[tex]f(x) = 0 \text{ when } x \in \{ 1, -3, 10 \}[/tex]
Given:
[tex]f(x) = x^3 -8x^2 -23x +30[/tex]
Note that if [tex]x +3[/tex] is a factor of [tex]f(x)[/tex], then [tex](x +3)a = f(x)[/tex] where [tex]a[/tex] is also a factor of [tex]f(x)[/tex]. This is the same logic as [tex]\blue 3[/tex] is a factor of [tex]12[/tex] so [tex]\blue 3 \times a = 12[/tex] and [tex]a[/tex] would be [tex]4[/tex] which we got it by dividing [tex]12[/tex] by [tex]\blue 3[/tex]. In this case, we can divide [tex]f(x)[/tex] by [tex]x +3[/tex] to get the other factor of [tex]f(x)[/tex] (The solution for that is found on the attached image).
[tex]a = x^2 -11x +10[/tex]
We also have to note that multiplying any number with [tex]0[/tex] gives [tex]0[/tex]. If the value of [tex]x[/tex] makes [tex]x +3 [/tex] equal [tex]0[/tex], [tex](x +3)a[/tex] will be [tex]0[/tex] no matter what the value of [tex]a[/tex] will be. We can see that [tex]x = -3[/tex] makes [tex]x +3 = 0[/tex]. [tex]x = -3[/tex] is one of our zeros.
Now we have to solve at what value of [tex]x[/tex] make [tex]a = 0[/tex].
Solving for [tex]x[/tex]:
[tex]a = 0 \\ x^2 -11x +10 = 0 \\ x^2 -11x = -10 \\ x^2 -11x +\frac{121}{4} = -10 +\frac{121}{4} \\ (x -\frac{11}{2})^2 = -\frac{40}{4} +\frac{121}{4} \\ (x -\frac{11}{2})^2 = \frac{81}{4} \\ x -\frac{11}{2} = \pm \sqrt{\frac{81}{4}} \\ x -\frac{11}{2} = \pm \frac{9}{2}[/tex]
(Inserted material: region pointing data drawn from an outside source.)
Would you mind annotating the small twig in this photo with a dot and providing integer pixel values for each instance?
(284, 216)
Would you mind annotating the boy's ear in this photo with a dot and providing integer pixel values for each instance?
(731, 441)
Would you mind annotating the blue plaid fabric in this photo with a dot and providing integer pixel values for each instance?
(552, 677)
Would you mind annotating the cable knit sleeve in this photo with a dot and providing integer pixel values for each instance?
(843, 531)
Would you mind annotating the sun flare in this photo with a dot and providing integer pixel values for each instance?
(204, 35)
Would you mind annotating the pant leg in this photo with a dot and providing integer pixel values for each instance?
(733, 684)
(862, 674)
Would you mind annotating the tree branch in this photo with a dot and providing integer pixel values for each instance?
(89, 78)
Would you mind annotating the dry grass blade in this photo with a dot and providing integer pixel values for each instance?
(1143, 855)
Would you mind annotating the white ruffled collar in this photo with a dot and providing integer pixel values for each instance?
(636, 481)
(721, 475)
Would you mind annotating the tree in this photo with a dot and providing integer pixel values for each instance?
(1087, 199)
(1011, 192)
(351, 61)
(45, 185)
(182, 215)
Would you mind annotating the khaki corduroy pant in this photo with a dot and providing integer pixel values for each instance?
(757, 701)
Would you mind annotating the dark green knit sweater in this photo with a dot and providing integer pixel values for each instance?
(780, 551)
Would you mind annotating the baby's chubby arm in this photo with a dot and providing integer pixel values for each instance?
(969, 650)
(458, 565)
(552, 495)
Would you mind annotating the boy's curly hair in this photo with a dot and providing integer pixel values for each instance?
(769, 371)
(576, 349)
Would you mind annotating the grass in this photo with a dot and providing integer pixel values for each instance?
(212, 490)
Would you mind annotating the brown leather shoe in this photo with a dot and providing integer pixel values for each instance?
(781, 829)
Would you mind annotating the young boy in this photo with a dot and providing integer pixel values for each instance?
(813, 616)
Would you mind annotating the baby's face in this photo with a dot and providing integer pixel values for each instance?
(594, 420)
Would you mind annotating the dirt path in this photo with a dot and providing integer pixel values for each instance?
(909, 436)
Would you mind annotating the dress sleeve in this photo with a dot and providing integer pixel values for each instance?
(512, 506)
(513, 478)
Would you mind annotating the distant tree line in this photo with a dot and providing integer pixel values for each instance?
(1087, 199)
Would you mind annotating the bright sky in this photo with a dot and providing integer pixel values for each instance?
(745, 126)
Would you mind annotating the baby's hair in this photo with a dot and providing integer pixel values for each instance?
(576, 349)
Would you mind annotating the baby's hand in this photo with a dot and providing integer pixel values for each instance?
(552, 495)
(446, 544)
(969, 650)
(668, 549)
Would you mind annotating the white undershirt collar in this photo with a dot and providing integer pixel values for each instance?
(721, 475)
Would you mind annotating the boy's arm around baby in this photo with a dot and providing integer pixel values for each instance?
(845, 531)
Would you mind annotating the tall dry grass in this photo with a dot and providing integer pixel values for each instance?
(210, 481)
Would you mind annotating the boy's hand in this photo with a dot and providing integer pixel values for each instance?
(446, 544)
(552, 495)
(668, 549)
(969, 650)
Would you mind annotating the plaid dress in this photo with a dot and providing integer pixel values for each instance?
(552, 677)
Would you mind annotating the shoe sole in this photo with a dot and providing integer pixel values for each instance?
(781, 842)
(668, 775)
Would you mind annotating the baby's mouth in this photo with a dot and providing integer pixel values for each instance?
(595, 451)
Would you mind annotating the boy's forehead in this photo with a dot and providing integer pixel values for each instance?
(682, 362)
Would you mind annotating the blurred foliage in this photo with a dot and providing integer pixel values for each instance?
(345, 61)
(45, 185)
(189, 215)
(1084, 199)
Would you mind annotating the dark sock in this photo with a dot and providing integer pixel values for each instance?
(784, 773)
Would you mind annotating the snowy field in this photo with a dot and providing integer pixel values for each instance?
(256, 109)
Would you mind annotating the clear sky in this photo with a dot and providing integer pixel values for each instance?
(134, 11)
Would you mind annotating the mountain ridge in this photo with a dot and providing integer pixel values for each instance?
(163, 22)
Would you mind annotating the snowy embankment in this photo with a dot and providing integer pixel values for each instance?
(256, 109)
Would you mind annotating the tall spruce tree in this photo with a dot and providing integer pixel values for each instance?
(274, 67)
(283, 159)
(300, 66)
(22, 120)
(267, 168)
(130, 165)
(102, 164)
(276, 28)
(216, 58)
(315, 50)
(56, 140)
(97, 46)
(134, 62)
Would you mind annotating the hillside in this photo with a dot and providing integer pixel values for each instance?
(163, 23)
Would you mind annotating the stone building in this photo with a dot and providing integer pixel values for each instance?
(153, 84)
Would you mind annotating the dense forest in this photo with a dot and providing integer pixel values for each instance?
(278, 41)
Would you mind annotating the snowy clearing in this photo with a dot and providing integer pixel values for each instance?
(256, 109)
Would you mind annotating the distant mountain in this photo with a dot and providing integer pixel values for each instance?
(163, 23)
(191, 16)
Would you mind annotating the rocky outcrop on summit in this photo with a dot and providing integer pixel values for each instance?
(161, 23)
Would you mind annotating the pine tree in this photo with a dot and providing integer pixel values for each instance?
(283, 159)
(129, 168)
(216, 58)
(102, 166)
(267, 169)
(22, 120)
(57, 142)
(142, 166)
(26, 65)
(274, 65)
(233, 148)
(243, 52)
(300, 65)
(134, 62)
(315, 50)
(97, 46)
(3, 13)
Solving from the Positive Root:
[tex]x -\frac{11}{2} = \frac{9}{2} \\ x = \frac{9}{2} +\frac{11}{2} \\ x = \frac{20}{2} \\ x = 10[/tex]
Solving from the Negative Root:
[tex]x -\frac{11}{2} = - \frac{9}{2} \\ x = -\frac{9}{2} +\frac{11}{2} \\ x = \frac{2}{2} \\ x = 1[/tex]